Was walking by a mental hospital when...

I was walking down the street in front of a mental hospital when I heard a large group of people chanting 14, 14, 14, 14. My curiosity got the better of me so I peered through a small hole in the fence at which point a finger immediately poked me in the eye. After a short round of celebration I then heard the people start chanting 15, 15, 15, 15.

A man is walking past the mental hospital

through the board fence he hears the nuts inside chanting, thirteen...thirteen...thirteen. Curious, peeks through a knot hole and someone pokes him in the eye! As he jumps back in pain he hears the nuts start chanting, fourteen...fourteen...fourteen.

A group of blondes walk into a bar

A group of blondes walk into a bar celebrating and chanting "28 days, 28 days, it only took us 28 days!!"

Everyone was wondering what took them 28 days and why they were celebrating. Finally, when the blondes were about to leave, a bartender goes up and asks "What took you 28 days, why are you celebrating??"

All the blondes say "We just finished a puzzle in 28 days and on the box it said 3-6 years!!!"

A guy walks past a mental hospital

A guy is walking past a mental hospital with a high privacy fence, and can hear some kind of chant going on. As he gets closer, he hears them chanting, "sixteen! Sixteen! Sixteen!"Curious as to what is going on, he notices a small hole in the fence. He walks over and presses his face to it to try and see in, only to get poked in the eyes. The chant continues, "Seventeen! Seventeen! Seventeen!"

Faith is everything

A man is about to jump from a plane. Right before he jumps, he looks down and freezes in place.

"Don't worry," says the pilot, "If something goes wrong - start chanting 'Oh great Buddha, please save me'".

Skeptical but with renewed confidence, the man jumps. At the right height, he tries to open his parachute. Nothing happens.

He tries to open the spare parachute. Nothing happens.

Terrified, the man shouts: "OH GREAT BUDDHA, PLEASE SAVE ME!!"

Suddenly, the man stops falling. He looks down and finds a huge hand, safely carrying him to the ground. As soon as the hand reaches the ground, he jumps down.

"Phew, thank God!"

*smack*

Inmates Running the Asylum

A guy is walking past a big wooden fence at the insane asylum and he hears all the residents inside chanting, "Thirteen! Thirteen! Thirteen!

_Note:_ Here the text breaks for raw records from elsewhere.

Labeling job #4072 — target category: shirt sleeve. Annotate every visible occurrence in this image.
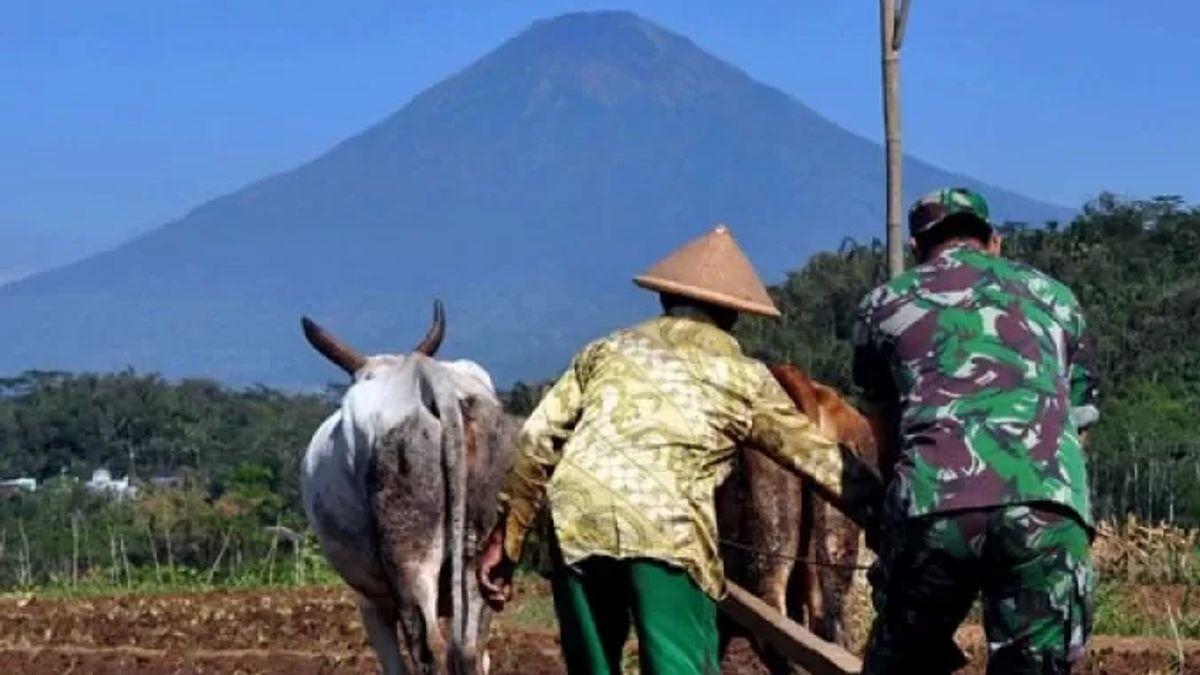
[499,341,590,561]
[745,372,883,531]
[1069,311,1100,430]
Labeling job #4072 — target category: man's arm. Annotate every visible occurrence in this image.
[499,351,589,562]
[1069,312,1100,446]
[851,294,900,484]
[745,374,883,531]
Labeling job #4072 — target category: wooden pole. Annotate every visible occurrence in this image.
[880,0,911,277]
[721,581,863,675]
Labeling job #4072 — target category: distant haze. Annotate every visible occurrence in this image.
[0,12,1072,387]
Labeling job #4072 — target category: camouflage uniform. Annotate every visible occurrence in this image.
[854,190,1098,674]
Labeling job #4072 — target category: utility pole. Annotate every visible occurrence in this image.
[880,0,912,279]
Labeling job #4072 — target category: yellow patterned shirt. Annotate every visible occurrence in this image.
[500,316,880,598]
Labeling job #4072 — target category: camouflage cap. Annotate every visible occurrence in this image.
[908,187,991,237]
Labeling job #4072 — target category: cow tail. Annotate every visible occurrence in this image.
[433,365,467,671]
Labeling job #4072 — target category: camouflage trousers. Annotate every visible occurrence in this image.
[863,504,1094,675]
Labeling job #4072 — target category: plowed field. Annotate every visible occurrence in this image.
[0,587,1185,675]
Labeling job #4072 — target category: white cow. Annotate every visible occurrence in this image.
[300,303,518,675]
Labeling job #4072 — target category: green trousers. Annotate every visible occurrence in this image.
[551,556,720,675]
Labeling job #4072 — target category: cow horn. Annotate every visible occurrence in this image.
[300,317,367,375]
[413,300,446,357]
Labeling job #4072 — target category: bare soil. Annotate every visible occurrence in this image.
[0,587,1185,675]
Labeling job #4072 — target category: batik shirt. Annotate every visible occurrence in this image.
[500,317,882,598]
[853,246,1099,525]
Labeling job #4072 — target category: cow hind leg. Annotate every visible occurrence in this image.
[400,562,450,675]
[358,593,408,675]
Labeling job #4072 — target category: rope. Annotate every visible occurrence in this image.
[718,539,871,572]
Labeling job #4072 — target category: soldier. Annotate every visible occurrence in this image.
[479,227,882,675]
[853,189,1099,675]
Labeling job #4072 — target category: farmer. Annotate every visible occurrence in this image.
[479,227,882,675]
[853,189,1099,675]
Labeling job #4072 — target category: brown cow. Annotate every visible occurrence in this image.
[716,364,877,675]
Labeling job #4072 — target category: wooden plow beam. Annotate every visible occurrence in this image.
[721,581,863,675]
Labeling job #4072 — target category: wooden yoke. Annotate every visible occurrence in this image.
[720,364,877,675]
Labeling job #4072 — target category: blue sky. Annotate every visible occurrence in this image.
[0,0,1200,253]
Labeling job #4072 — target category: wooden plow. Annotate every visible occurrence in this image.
[721,581,863,675]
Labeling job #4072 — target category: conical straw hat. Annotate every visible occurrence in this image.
[634,225,779,316]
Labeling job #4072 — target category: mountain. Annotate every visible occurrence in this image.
[0,12,1070,387]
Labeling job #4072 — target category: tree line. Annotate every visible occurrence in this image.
[0,195,1200,589]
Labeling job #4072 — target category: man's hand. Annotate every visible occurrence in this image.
[479,524,516,611]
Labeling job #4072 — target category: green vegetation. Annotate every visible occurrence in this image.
[0,190,1200,593]
[743,195,1200,524]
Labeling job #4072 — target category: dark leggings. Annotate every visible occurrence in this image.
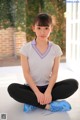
[8,79,78,109]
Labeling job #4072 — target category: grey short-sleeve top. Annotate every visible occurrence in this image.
[20,40,62,86]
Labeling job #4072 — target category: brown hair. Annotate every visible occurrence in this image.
[33,13,53,26]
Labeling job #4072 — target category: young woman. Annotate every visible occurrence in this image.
[8,13,78,112]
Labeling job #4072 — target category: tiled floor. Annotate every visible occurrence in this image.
[0,63,80,120]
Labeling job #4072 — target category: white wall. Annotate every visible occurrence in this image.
[66,0,80,72]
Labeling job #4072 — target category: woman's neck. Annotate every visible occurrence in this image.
[36,38,48,46]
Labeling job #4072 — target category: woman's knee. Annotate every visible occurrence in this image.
[7,83,16,96]
[69,79,79,90]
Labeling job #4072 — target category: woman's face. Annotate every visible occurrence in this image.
[33,24,52,40]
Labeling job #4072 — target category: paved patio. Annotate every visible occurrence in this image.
[0,63,80,120]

Quite curious about this, he finds a hole in the fence, and looks in. Someone inside pokes him in the eye. Then everyone inside the asylum starts chanting, "Fourteen! Fourteen! Fourteen!"

5 blonds walk into a bar...

The group is cheering, smiling, and chanting "3 to 5 years! 3 to 5 years!" After the blondes settle down and order their drinks, the bartender finally asked "What are you all celebrating? What does 3 to 5 years mean?" One blonde got an excited look in their eyes and proudly exclaimed "Well, we bought a puzzle, and on the side it said 3 to 5 years, but it only took us 2 months!"

Was walking by a mental hospital when.....

I was walking down the street in front of a mental hospital when I heard a large group of people chanting 6, 6, 6, 6. My curiosity got the better of me thinking I was about to witness some sort of satanic ritual, so I peered through a small hole in the fence at which point a finger immediately poked me in the eye. After a short round of celebration and applause from inside, I then heard the people start chanting 7, 7, 7, 7.

Guy walks into a bar.

Guy walks into a bar.
The bar is empty except for a group of blonde women in the far corner chanting. "23 weeks, 23 weeks, 23 weeks"

The guy asks the barman for a beer and also asks what's all that about in the corner.

Barman says "I have no idea. They've been meeting here every afternoon for the past 23 weeks. They sit silently leaning over the table and never say a word until today."

Intrigued, the man wanders over to the group of woman. They are now hugging each other and shaking each others hands and patting each other on the back. Still chanting "23 weeks, 23 weeks, 23 weeks."

The asks them "what's all the celebrating about?"
One of the woman looks at him and says very proudly "everyone is always saying how blondes are so dumb. Well today we have just proven how intelligent we are."

The man says "well tell me, what have you done to prove blondes are intelligent?"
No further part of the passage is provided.